More than a dozen flaws discovered in Siemens industrial network management system

Cybersecurity researchers have revealed details of 15 security flaws in the Siemens SINEC network management system (NMS), some of which could be chained together by an attacker to achieve remote code execution on affected systems.
“The vulnerabilities, if exploited, pose a number of risks to Siemens devices on the network, including denial of service attacks, credential leaks, and remote code execution under certain circumstances. “said industrial security firm Claroty in a new report.

The shortcomings in question – followed by CVE-2021-33722 through CVE-2021-33736 – were fixed by Siemens in version V1.0 SP2 Update 1 as part of updates shipped on October 12, 2021.
“The most severe could allow an authenticated remote attacker to execute arbitrary code on the system, with system privileges, under certain conditions,” Siemens noted in an advisory at the time.
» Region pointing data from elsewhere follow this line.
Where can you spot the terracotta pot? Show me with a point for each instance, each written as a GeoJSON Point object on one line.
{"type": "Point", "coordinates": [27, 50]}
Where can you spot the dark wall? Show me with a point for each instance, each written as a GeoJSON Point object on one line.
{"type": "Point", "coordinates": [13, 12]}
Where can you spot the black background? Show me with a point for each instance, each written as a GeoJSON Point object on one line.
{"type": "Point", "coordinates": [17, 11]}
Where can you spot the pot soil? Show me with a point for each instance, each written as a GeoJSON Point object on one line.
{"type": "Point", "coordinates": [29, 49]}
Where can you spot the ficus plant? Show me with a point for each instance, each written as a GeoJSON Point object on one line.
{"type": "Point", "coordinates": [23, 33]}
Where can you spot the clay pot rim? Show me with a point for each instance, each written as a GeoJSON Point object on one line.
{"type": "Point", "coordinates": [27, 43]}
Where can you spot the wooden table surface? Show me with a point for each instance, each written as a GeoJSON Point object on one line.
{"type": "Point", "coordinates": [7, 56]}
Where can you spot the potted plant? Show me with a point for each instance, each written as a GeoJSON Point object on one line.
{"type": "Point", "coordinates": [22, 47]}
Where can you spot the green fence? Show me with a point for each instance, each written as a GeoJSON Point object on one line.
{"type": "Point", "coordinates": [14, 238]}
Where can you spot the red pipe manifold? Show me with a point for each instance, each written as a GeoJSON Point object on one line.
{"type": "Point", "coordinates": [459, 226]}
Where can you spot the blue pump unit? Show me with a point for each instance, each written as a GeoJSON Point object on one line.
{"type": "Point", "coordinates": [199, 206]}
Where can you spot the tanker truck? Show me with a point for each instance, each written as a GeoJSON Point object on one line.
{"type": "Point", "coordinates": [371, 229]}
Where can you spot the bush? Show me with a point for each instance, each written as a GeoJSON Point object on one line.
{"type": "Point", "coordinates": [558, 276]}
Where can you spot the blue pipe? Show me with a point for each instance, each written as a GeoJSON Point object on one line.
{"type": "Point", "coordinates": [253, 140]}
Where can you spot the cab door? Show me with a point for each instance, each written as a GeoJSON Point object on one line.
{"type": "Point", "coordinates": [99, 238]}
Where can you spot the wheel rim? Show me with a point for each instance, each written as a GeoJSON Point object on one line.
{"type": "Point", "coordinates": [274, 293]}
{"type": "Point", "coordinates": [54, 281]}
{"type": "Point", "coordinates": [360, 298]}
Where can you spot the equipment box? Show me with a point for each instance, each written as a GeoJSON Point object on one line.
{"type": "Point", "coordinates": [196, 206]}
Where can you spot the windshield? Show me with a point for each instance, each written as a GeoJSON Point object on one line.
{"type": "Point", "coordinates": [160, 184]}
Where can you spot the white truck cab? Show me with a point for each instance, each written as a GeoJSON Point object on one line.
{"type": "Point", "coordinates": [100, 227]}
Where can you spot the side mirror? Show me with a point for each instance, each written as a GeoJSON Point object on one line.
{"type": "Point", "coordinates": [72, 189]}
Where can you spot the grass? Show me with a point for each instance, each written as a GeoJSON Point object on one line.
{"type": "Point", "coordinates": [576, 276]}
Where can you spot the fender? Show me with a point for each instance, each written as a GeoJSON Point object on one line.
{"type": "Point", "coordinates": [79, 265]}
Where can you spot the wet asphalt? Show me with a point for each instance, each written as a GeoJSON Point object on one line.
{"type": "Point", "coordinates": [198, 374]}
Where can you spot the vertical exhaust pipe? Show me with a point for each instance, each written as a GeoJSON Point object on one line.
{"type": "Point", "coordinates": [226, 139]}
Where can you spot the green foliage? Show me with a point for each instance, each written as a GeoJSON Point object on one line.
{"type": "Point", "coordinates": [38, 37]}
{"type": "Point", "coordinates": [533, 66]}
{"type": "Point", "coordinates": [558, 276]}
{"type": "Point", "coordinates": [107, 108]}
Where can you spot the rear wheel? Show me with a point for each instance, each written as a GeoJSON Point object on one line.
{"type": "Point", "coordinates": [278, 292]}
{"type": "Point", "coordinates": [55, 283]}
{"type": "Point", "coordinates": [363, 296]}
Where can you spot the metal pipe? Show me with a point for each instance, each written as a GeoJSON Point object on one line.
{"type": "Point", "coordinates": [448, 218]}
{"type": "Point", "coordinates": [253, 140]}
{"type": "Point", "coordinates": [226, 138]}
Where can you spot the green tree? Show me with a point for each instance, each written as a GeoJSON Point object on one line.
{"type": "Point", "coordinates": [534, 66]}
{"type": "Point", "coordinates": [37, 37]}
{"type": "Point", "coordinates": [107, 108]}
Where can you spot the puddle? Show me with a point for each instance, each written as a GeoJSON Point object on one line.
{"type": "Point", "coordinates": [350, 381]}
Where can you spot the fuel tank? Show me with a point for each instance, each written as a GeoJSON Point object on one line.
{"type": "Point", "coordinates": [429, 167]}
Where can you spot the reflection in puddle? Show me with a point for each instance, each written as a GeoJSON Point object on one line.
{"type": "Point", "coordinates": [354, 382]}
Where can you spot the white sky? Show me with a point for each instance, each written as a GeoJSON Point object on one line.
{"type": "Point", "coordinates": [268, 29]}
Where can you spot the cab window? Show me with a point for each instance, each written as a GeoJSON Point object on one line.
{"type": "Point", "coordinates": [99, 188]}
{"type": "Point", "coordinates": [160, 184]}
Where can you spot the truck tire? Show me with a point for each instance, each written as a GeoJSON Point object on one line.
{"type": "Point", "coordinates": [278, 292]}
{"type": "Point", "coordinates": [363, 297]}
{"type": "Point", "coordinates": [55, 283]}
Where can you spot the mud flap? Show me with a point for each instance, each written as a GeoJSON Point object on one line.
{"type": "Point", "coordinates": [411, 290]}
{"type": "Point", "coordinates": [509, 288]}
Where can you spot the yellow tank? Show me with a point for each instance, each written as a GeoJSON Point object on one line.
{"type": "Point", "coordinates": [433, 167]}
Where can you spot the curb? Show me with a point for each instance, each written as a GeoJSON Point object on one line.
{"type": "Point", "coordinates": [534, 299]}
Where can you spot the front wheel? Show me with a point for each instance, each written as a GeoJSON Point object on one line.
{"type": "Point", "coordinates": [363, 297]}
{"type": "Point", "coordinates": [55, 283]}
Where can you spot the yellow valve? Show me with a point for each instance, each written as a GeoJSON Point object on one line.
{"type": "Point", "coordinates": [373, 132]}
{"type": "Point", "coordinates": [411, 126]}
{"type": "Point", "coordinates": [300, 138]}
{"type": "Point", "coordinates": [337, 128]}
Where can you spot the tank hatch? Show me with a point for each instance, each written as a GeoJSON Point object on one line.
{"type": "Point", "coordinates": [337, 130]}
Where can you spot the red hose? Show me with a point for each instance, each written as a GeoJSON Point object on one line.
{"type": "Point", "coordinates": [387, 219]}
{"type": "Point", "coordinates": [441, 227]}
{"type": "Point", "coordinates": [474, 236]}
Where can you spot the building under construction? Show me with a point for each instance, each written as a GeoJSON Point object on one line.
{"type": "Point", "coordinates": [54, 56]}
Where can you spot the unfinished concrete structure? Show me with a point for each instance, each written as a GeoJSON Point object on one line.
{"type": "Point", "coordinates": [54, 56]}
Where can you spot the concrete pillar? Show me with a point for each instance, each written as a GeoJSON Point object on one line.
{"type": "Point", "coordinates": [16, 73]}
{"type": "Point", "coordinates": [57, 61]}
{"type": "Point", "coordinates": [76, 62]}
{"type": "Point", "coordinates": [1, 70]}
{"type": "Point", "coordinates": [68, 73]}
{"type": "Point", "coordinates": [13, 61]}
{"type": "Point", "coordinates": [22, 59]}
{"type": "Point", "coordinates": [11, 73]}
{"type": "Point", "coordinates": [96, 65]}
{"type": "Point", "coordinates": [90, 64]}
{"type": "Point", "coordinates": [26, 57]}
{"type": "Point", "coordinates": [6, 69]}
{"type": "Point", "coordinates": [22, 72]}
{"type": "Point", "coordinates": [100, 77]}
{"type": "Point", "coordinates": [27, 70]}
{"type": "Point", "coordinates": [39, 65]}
The main weakness is CVE-2021-33723 (CVSS score: 8.8), which allows elevation of privileges to an administrator account and could be combined with CVE-2021-33722 (CVSS score: 7.2), a flaw path traversal, to execute arbitrary code remotely.
Another notable flaw involves a SQL injection case (CVE-2021-33729, CVSS score: 8.8) which could be exploited by an authenticated attacker to execute arbitrary commands in the local database.

“SINEC occupies a powerful central position within the network topology as it requires access to credentials, cryptographic keys and other secrets granting it administrator access in order to manage network devices,” said said Noam Moshe of Claroty.
“From the perspective of an attacker performing an off-the-ground living-type attack where legitimate credentials and network tools are abused to conduct malicious activity, access and control, SINEC places an attacker in a prime position to : recognition, lateral movement and escalation of privileges.